MP Ruth George has outlined she will vote against Boris Johnson's Brexit deal in Parliament on Saturday.

The prime minister insists he is "very confident" of getting the majority he needs to "get Brexit done" by his 31 October deadline.

The vote in the House of Commons comes as Parliament is sitting on a Saturday for the first time in 37 years, after Mr Johnson - of the Conservative party - agreed a revised Brexit deal with the European Union in Brussels on Thursday. 

But Mrs George, of the Labour Party, believes the deal is ‘bad for the people of High Peak’.  

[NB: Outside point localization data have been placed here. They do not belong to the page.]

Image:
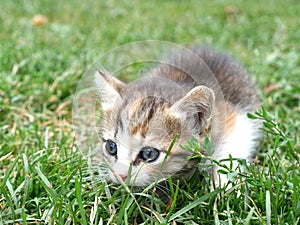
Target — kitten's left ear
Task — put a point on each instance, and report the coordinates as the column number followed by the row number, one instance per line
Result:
column 200, row 100
column 108, row 88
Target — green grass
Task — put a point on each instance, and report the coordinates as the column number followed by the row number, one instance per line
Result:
column 43, row 178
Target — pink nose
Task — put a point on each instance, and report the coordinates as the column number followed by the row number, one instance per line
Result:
column 123, row 177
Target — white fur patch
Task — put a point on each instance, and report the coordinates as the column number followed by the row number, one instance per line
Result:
column 240, row 143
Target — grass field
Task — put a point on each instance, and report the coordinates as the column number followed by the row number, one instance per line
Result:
column 43, row 178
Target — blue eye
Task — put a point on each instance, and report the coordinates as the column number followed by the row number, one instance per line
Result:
column 149, row 154
column 111, row 147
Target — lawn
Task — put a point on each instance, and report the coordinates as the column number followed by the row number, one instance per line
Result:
column 44, row 179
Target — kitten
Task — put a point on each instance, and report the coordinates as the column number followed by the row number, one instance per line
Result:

Revealing her voting intention in a detailed statement, the MP said: "I will be in Parliament on Saturday for the vote on Boris Johnson’s deal. This is a bad deal for the people of High Peak, especially working people. For England, it is like leaving without a deal, but just delayed until the end of next year. 

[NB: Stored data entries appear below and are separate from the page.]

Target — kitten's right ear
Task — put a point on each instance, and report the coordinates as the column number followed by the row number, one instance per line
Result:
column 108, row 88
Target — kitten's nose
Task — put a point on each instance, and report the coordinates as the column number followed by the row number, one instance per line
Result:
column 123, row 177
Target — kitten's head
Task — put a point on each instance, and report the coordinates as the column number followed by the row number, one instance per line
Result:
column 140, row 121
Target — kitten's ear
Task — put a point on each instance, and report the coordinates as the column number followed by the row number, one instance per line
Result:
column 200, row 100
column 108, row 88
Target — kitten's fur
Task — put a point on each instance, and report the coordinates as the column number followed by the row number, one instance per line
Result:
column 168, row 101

“We will see tariffs and checks at our borders, and British companies unable to bid for contracts to produce goods to European standards - as they do at present. The deal fails to guarantee the British people protections on vital rights at work like paid holidays, part-time workers’ rights, and paid leave for new parents, as well as protections for our environmental standards, safety and consumer products.

“I will therefore be voting against the deal. If the deal fails to get a majority then I will support the amendment which calls for any Brexit deal to be put back to the people. If the deal passes, I will support an amendment next week for it to be put to the British people."

She went on: “If the Prime Minister really believed this is a good deal for the people of Britain, he would not shy away from letting the people decide on it. 

“By denying Parliament the details of the deal and leaving less than 48 hours to scrutinise the details with as little information as possible to assess the consequences, it looks like he has something to hide.

“This decision will affect the UK, our standard of living and our economy for years to come. It’s too important to be rushed through with few details and no public say.”